Et puis il y a bien sûr tout ce contre quoi je me suis battu avec tous mes camarades socialistes pendant des années (oui… à l’époque nous étions tous d’accord) : la limitation ou le contournement du droit syndical, l’idéologie libérale du toujours plus, la volonté de démonter le code du travail , d’allonger la durée du travail, de limiter la protection des travailleurs, des ouvriers… en gros tout ce qui fonde aujourd’hui, hélas, le projet de loi El Khomry ! Je suis révulsé à l’idée que c’est un gouvernement socialiste qui propose de faire travailler les apprentis mineurs jusque 10 heures par jour, c’est-à-dire de retourner en 1910 ; qu’on prévoit de limiter le pouvoir d’appréciation des juges sur les licenciements économiques ; qu’on envisage de limiter drastiquement les indemnités en cas de licenciement abusif (les salariés deviendront ainsi une simple variable d’ajustement des profits, et le licenciement abusif une méthode même plus sanctionnée), qu’on triture les textes pour faciliter les licenciements et revenir sur les 35 heures etc… etc… hélas encore.

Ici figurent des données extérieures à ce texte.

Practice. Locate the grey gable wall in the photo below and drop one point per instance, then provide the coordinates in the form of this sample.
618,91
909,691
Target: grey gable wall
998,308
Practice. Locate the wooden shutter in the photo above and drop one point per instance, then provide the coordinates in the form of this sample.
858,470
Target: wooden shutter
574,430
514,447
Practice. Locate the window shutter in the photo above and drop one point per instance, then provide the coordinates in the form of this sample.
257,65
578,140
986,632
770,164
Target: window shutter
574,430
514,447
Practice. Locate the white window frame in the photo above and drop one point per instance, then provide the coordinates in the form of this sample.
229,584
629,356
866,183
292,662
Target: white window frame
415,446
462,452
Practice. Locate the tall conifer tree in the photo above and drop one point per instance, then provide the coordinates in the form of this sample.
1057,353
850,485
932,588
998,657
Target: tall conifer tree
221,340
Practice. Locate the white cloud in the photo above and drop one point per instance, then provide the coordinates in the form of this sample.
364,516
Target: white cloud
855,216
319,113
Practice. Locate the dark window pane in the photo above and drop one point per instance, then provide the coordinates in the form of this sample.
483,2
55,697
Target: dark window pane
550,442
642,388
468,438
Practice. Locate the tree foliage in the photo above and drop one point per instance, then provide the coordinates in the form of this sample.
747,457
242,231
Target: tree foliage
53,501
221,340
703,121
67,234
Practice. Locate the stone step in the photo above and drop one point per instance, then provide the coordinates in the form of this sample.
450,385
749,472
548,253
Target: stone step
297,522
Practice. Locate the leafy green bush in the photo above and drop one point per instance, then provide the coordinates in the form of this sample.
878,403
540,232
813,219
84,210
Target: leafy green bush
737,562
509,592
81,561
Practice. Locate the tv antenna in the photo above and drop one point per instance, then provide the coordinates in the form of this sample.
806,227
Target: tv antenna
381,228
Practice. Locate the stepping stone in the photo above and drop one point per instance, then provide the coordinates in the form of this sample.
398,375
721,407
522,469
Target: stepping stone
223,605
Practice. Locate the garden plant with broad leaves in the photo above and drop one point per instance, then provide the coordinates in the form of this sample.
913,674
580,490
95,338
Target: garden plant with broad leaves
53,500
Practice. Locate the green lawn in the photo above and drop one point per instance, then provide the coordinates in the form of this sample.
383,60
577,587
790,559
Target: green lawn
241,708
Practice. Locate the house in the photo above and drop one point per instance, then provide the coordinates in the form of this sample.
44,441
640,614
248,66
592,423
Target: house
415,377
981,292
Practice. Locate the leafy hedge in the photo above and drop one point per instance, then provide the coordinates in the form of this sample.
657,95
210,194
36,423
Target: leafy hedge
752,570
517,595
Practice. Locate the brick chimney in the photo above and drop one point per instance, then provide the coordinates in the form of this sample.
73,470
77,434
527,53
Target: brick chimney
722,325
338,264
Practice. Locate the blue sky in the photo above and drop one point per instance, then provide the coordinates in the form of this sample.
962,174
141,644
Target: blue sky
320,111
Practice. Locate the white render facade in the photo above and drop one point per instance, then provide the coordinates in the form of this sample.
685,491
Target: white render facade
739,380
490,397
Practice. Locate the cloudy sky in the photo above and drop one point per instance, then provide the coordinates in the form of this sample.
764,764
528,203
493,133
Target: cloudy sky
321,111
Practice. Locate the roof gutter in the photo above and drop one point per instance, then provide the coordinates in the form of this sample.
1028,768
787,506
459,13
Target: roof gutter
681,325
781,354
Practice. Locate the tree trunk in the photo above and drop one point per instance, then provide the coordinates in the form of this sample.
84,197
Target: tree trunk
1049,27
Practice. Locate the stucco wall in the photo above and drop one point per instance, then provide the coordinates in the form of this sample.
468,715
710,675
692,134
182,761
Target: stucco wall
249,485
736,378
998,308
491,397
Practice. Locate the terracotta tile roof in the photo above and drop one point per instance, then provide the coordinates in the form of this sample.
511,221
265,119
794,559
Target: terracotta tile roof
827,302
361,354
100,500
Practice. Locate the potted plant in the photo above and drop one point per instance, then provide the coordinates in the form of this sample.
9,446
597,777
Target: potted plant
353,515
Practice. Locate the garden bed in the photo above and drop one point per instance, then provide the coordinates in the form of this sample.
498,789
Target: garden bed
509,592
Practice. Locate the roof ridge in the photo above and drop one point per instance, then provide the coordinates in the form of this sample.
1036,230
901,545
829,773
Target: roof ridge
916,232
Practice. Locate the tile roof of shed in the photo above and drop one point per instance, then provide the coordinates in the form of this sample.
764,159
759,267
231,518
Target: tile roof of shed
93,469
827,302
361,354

Et puis il y a cette tentative de culpabilisation à l’encontre de tous ceux – très très très nombreux dans ce pays et c’est une excellente chose – qui s’opposent avec force à ce projet de loi : nous serions à côté de la plaque, nous ne comprendrions pas que face à un monde qui bouge à une vitesse folle il faut accompagner le mouvement, que la modernité ne peut pas s’embarrasser de l’attachement à de vieux concepts dépassés… Vieux concepts dépassés ? Dépassée l’idée que plus que jamais, dans un monde où triomphe l’idéologie libérale, les salariés ont besoin d’être protégés, et même peut-être plus qu’avant ? Dépassée l’idée que les salariés sont ceux qui font vivre les entreprises ? Dépassée l’idée que la notion de conquête sociale à fait avancer le monde du travail ? Dépassée l’idée que les salariés les plus faibles, les plus fragiles, ne sont pas destinés à devenir la chair à canon de la bataille libérale que se livrent les grands groupes ? Dépassée l’idée que l’ambition pour le peuple passe par la défense du peuple ? Dépassé l’idée selon laquelle les parlementaires ne sont pas des marionnettes, qu’il sont le droit de débattre d’un texte sans qu’on leur explique qu’ils devront subir un passage en force si par malheur ledit texte ne leur plaisait pas ? OK… alors je suis extrêmement dépassé. Mais je le resterai. Mais qu’est-il arrivé à tous ces camarades qui nous ont rebattu les oreilles pendant des années avec des slogans comme « la parole aux militants » ou « retour à la base », et qui aujourd’hui se sentent « rassurés » par la lecture du texte d’El Khomry, et préfèreraient de pas s’exprimer de manière trop claire en raison d’un impératif besoin de solidarité avec le gouvernement. Solidarité : c’est-à-dire accord, empathie, défense ? Dans un passé récent, ils auraient hurlé avec nous dans la rue, et aux premiers rangs s’il vous plaît… si tout cela avait été proposé par la droite, comme elle aurait pu le faire (ré-écoutons l’interview de Copé sur France Inter il y a quelques jours, qui ne disait pas autre chose). J’ai parfois du mal à comprendre, ou à trop bien comprendre.